[<prev] [next>] [day] [month] [year] [list]
Message-ID: <20130509091223.11334.qmail@science.horizon.com>
Date: 9 May 2013 05:12:23 -0400
From: "George Spelvin" <linux@...izon.com>
To: linux-ext4@...r.kernel.org
Cc: linux@...izon.com
Subject: Sporadic metadata_csum errors
This is a "does this ring any bells" report, not yet a formal Bug Report.
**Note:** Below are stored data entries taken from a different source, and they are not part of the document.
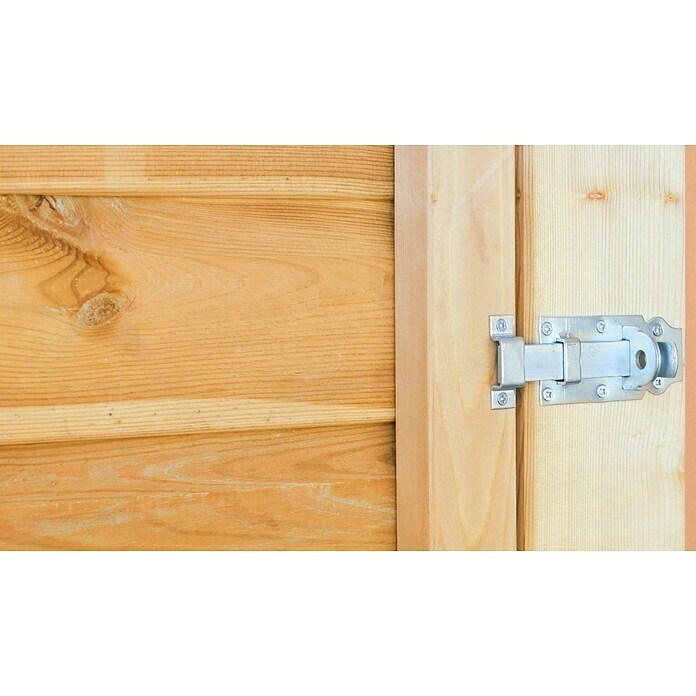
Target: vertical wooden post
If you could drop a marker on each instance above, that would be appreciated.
(690, 262)
(601, 231)
(455, 266)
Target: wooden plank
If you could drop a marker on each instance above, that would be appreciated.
(318, 171)
(690, 438)
(323, 488)
(121, 419)
(455, 266)
(106, 300)
(601, 231)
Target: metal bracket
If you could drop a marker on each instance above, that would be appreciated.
(587, 359)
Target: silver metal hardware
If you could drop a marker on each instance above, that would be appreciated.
(587, 359)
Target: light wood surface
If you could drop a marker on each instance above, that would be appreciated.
(204, 363)
(690, 264)
(319, 171)
(601, 231)
(324, 488)
(107, 300)
(118, 419)
(455, 265)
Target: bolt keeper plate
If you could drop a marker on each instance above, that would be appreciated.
(587, 359)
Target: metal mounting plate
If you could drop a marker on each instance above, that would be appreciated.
(588, 359)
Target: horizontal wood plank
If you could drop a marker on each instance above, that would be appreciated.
(104, 300)
(323, 488)
(316, 171)
(601, 232)
(172, 416)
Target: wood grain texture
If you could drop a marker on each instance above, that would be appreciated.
(317, 171)
(202, 355)
(107, 300)
(601, 231)
(455, 265)
(323, 488)
(121, 419)
(690, 437)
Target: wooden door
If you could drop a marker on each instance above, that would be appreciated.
(601, 231)
(197, 348)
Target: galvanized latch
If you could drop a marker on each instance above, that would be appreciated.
(587, 359)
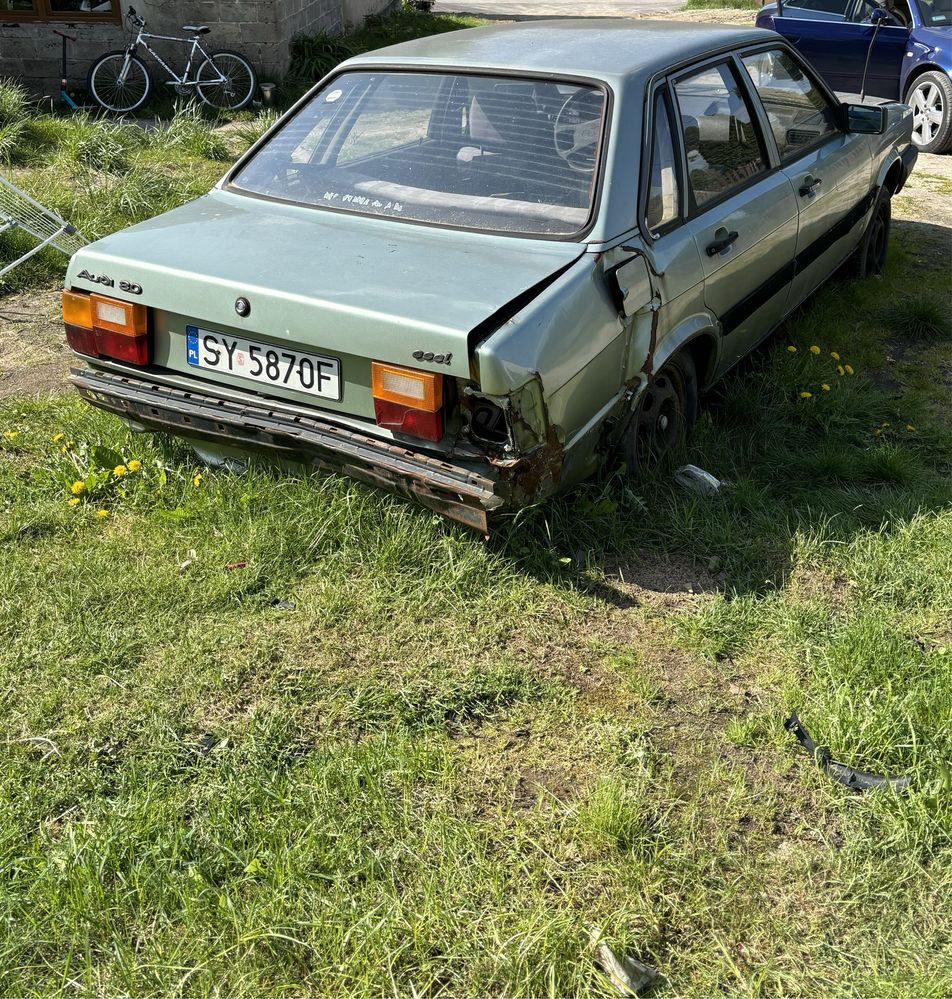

As I said, I'm not 100% sure of the hardware, and metadata_csum may just
be catching previously invisible corruption.
One computer I've been running metata_csum on keeps bombing out
every couple of weeks with a kernel error like
[178447.345677] EXT4-fs error (device sda2): ext4_iget:4192: inode #892311: comm udisks-helper-a: checksum invalid
[178447.345682] Aborting journal on device sda2-8.
[178447.345891] EXT4-fs (sda2): Remounting filesystem read-only
[178447.346158] EXT4-fs error (device sda2): ext4_iget:4192: inode #892311: comm udisks-helper-a: checksum invalid
[180246.010747] EXT4-fs error (device sda2): ext4_iget:4192: inode #892311: comm udisks-helper-a: checksum invalid
[180246.011846] EXT4-fs error (device sda2): ext4_iget:4192: inode #892311: comm udisks-helper-a: checksum invalid
# debugfs -n /dev/sda2
debugfs 1.43-WIP (22-Sep-2012)
debugfs: stat <892311>
Inode: 892311 Type: regular Mode: 0644 Flags: 0x80000
Generation: 444873085 Version: 0x00000000:00000001
User: 0 Group: 0 Size: 322
File ACL: 0 Directory ACL: 0
Links: 1 Blockcount: 8
Fragment: Address: 0 Number: 0 Size: 0
ctime: 0x502c7f65:37e9cca0 -- Thu Aug 16 01:04:37 2012
atime: 0x5189802e:431ad914 -- Tue May 7 18:29:02 2013
mtime: 0x5027d0d3:00000000 -- Sun Aug 12 11:50:43 2012
crtime: 0x502c7f06:c76d7c10 -- Thu Aug 16 01:03:02 2012
Size of extra inode fields: 28
Inode checksum: 0x9fe97671
EXTENTS:
(0):7475957
However, without -n, I get "stat: Inode checksum does not match inode
while reading inode 892311". I can read 892310 and 892312.
A few notes:
* Processor is i3-530, with SSE 4.2 (CRC32)
* The hardware has been pretty good to me for about a year, but I'm
not 100% sure of it. I used to be annoyed that the RAM inexplicably
wasn't stable at 1600 MHz, then after figuring out that it could run
mprime (prime95) for 24 hours at 1530 MHz, I discovered that it was
specified for 1333. :-( I haven't re-run that stability test lately.
* This has happened at least four times so far. It's always the root file system, and not /home on /dev/sda3. Even though they're configured
almost identically. I have e2fsck logs from the last two (and this one,
as soon as I fix it).
* Each time, e2fsck finds a couple of corrupted inodes and no other damage.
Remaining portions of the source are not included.